But even when institutions are not favorable, pushback can still happen if actors adopt the right type of agency.
The primary strategy is perhaps combatting abstentionism. We know that backsliding presidents try to discourage the vote. They intentionally want the electorate to know that voting for the opposition is hopeless - the cards are stacked against them. When the electorate perceives that the state is using unfair electoral rules, many voters opt not to vote. This abstentionism works to the advantage of the incumbent. Voters may also abstain because they become disenchanted with the opposition. This is one reason that backsliders spend a lot of time using transgressive language against opponents - precisely to destroy their brand-name and thus electoral appeal.

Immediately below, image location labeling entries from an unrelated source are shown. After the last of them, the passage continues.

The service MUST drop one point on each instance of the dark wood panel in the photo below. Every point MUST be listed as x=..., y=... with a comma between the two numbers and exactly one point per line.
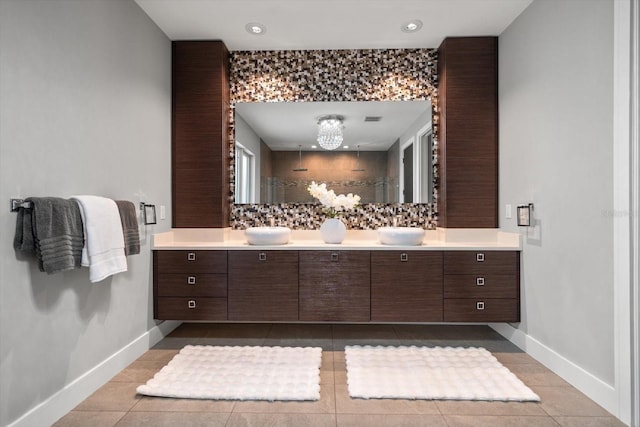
x=263, y=285
x=335, y=286
x=493, y=262
x=191, y=261
x=406, y=286
x=494, y=310
x=191, y=308
x=183, y=285
x=481, y=286
x=468, y=100
x=200, y=123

Successful democratizing leaders are those who figure out ways to counter this tendency toward abstentionism. They persuade voters that even if the rules are rigged and the opposition is flawed, voting against the incumbent is still useful. They don’t call for boycotts. They call for getting the vote out.
Pushback requires generating a surge in voting, which tends to help the opposition. The surge is essential to defeat backsliding presidents electorally, and even if that fails, to signal to all actors that the president does not have a broad mandate.
Another lesson is the importance of electoral unity. Opposition movements do not need ideological uniformity to defend democracy. What matters is creating broad coalitions across ideologies, along with unity behind single candidates per elected posts.
Protests are vital and unavoidable, but they can backfire. Becoming too extreme could play into the hands of incumbents. Communities should be trained to engage in strategic nonviolence. Authoritarian-leaning governments often seek to provoke violence to justify repression. Democratic movements need to maintain discipline and not be provoked into violence while bearing witness and taking action.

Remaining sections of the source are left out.